9. I never thought I'd miss "Spies and Saboteurs."

+ Retarded
+ ROFL Brothel
+ Innocence Lost…Or Taken By Meijer
+ An unusually moronic movie trivia slide show
+ A message from Ronen, the Chinaman in the black pajamas

Reptile Dysfunction

In anticipation of you know what, this week, we salute our favorite snakes.

The fifth and final: Jake "The Snake" Roberts

Jake "The Snake" Roberts was a World Wrestling Federation superstar in the 80s. After the Honky Tonk Man injured Jake's neck with a guitar at WrestleMania III, Jake began using painkillers and wound up addicted to crack.

In the 2000 documentary Beyond the Mat, a wrestling promoter says Jake demands crack before doing a show. Jake later smokes crack on camera.

Among Jake's more auspicious achievements:
— he invented the DDT maneuver (by accident)
— he directly inspired the term "Austin 3:16"
— he guest starred on an episode of Boy Meets World

In his heyday, Jake would bring a python named "Damien" to ringside in a canvas bag. After executing his finisher, he would dump Damien on his opponent's body.
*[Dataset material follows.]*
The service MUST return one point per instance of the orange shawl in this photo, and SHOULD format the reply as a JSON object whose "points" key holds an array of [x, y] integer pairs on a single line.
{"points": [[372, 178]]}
In 1991, Earthquake "squashed" Damien and used the snake's carcass to make "Quakeburgers," which he fed to Lord Alfred Hayes.

Jake subsequently descended into alcoholism. Coincidence?

In March 2005, Jake (as David Crosby) appeared on WWE television for the first time in eight years to have his legend killed by Randy Orton.

Snake Plissken
Snake Man
Archie "Snake" Simpson
"Snake Charmer"

Killing an Arab

On his summer vacation in Crawford, Texas, George Bush read Albert Camus' novel The Stranger.

White House spokesman Tony Snow said Bush "found it an interesting book and a quick read" and talked about it with aides. "I don't want to go too deep into it, but we discussed the origins of existentialism," said Snow. [source]

"Let me get this straight, T. Instead of God and liberals, I'm responsible for my actions? Get me another mojito, Maria."

Bush just recently discovered The Stranger, and I'm the one Yale rejected.

Perhaps on his next vacation (…next week), he can read "Bartleby the Scrivener." It's even shorter than The Stranger!

I was tempted to say The Crying of Lot 49, but, like the Bush administration, the book never really delivers all it promises.

Scarborough: "Is Bush An 'Idiot'?"
"when we see 'how history judges' Bush, we have video evidence for the jury"

Reptile Dysfunction

In anticipation of you know what, this week, we salute our favorite snakes.

Today: Archie "Snake" Simpson

I missed the first wave of Degrassi completely, so I shall defer to AJ:

"In the early days of Degrassi Junior High, Snake was a metal head! (he even wore vintage Iron Maiden t-shirts). The lead guitarist of The Zit Remedy, Snake wailed and played his heart out for the band."

"In Degrassi High, Snake was best known for discovering the suicidal corpse of Claude. After skipping out on class to take a relaxing leak, Snake enters the bathroom..notices blood all over the floor and calls out to the stall; 'hey buddy are you all right?' NOPE the person inside was not all right.. needless to say Snake suffers emotional trauma, and skips school for an entire week."

In the second wave of Degrassi, Snake teaches "media immersion" to the same students every year. Thus far, he's had a new laptop stolen while battling leukemia, and he's succumbed to a mid-life crisis, kissing the school principal in front of his stepdaughter after seeing a Kevin Smith movie.

They shared an interest in motorcycles.

The sixth season of Degrassi: The Next Generation premieres (a month before Canada!) September 29 on The N.

Taking Back Sunday will guest star in Craig's episodes.